Na linha de frente do combate ao coronavírus, enfermeira do Espírito Santo vê filho uma vez por mês

Desde que a pandemia teve início, Aline só conseguiu ver o filho Benjamin duas vezes.

Reportagem: TV Gazeta

Quando escolheu ser enfermeira, Aline Rubim Freitas sabia que o dever de cuidar de pacientes no momento em que eles mais precisam não seria fácil. Mas a pandemia do novo coronavírus, para ela, tem sido não só um desafio profissional, mas também pessoal. Atuando na linha de frente contra a doença, ela tem visto o filho Benjamin, de um ano, apenas uma vez por mês.

Aline trabalha no Hospital Jayme dos Santos Neves, na Serra, que é referência no tratamento de pacientes graves da Covid-19 no Espírito Santo. Desde que a pandemia teve início, ela só pôde se encontrar com o filho duas vezes.

A enfermeira mora em Jacaraípe, também na Serra. Mas Benjamin está sendo cuidado pela avó e pelas tias, que moram em Santo Antônio, em Vitória.

Aline explica que a mãe, de 60 anos, e a avó, que tem 92, vivem na mesma casa. Como ambas fazem parte do grupo de risco para a Covid-19, o afastamento foi necessário.

“Pela segurança delas e pela segurança do meu filho eu abdiquei de ficar com eles”, pontua.

A distância impediu que ela presenciasse momentos importantes como, por exemplo, os primeiros passos da criança.

“Eu chorei por 40 minutos no trabalho. Quem é mãe sabe que a gente projeta tudo quando um filho nasce: acompanhar quando ele vai andar, quando ele vai começar a falar. Ele já começou a balbuciar algumas palavras, mas eu só vi por vídeo”, conta.

Para ver o filho, Aline precisa fazer o teste do coronavírus primeiro. No entanto, o valor é alto, e, por isso, as visitas acabam ficando restritas.

“O exame ainda é muito caro, custa quase R$ 300. Não há como fazer em um tempo menor”, lamenta a mãe.

Aline tem aproveitado os raros momentos com filho Benjamin para matar a saudade

Diante da separação, a mãe e enfermeira não tem dúvidas ao definir seu maior desafio em 2020.

“É doloroso. Ficar longe dele, sem sombra de dúvidas, tem sido o mais difícil nessa quarentena. Trabalhar, estar na linha de frente, nada disso me assusta”, diz.
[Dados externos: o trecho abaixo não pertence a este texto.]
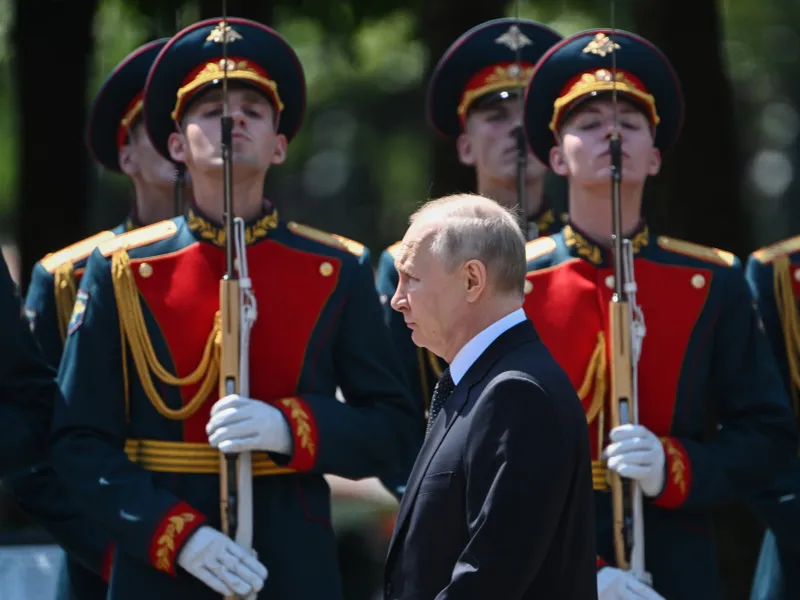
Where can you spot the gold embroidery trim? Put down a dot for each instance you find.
(545, 220)
(592, 252)
(602, 81)
(790, 323)
(65, 292)
(677, 465)
(210, 232)
(601, 45)
(501, 79)
(165, 546)
(235, 70)
(191, 457)
(302, 424)
(134, 331)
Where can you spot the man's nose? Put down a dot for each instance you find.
(518, 133)
(398, 301)
(611, 128)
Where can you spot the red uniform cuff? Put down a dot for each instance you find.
(180, 521)
(678, 474)
(108, 560)
(304, 432)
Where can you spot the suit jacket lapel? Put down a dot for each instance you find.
(433, 440)
(519, 334)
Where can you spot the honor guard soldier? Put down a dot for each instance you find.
(474, 97)
(774, 276)
(27, 385)
(703, 358)
(141, 433)
(117, 140)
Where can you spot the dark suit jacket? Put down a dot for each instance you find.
(499, 505)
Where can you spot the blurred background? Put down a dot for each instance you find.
(365, 157)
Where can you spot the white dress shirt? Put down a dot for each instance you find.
(467, 356)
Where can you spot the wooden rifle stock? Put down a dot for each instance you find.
(621, 403)
(229, 384)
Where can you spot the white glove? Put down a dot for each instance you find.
(636, 453)
(614, 584)
(222, 564)
(240, 424)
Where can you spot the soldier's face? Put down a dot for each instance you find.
(430, 298)
(139, 159)
(583, 154)
(255, 143)
(489, 143)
A artesã Denilza Peixoto, mãe de Aline, acompanha a luta da filha. Ela conta que, ao chegar do plantão, Aline liga todas as manhãs para ter notícias de Benjamin. Um amor que supera o cansaço evidente em seu rosto.
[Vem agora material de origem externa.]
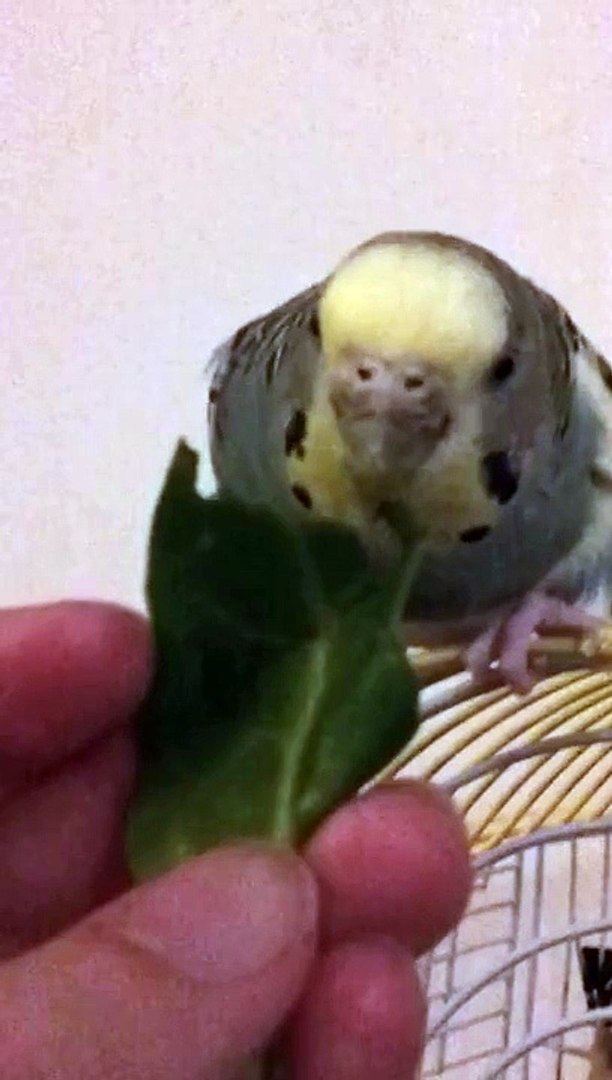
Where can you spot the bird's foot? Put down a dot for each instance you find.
(507, 638)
“Você nota visivelmente o cansaço e o sofrimento dela no olhar. Eu vejo as marcas da máscara no rosto dela. A dedicação que ela tem é apaixonante”.

Mas as incertezas trazidas pela doença também preocupam a enfermeira. “E se eu me contaminar? E se eu cair em um leito de hospital sem poder ver ninguém? E se eu morrer e deixar meu filho?”, questiona ela.

Diante do próprio sacrifício que tem feito, Aline apela para que a sociedade mantenha o isolamento social e evite o avanço da doença.

“Eu me privo de estar com quem eu amo para estar no hospital cuidando de todo mundo. Acho que o mínimo que as pessoas poderiam fazer é ficar em casa”, pede ela.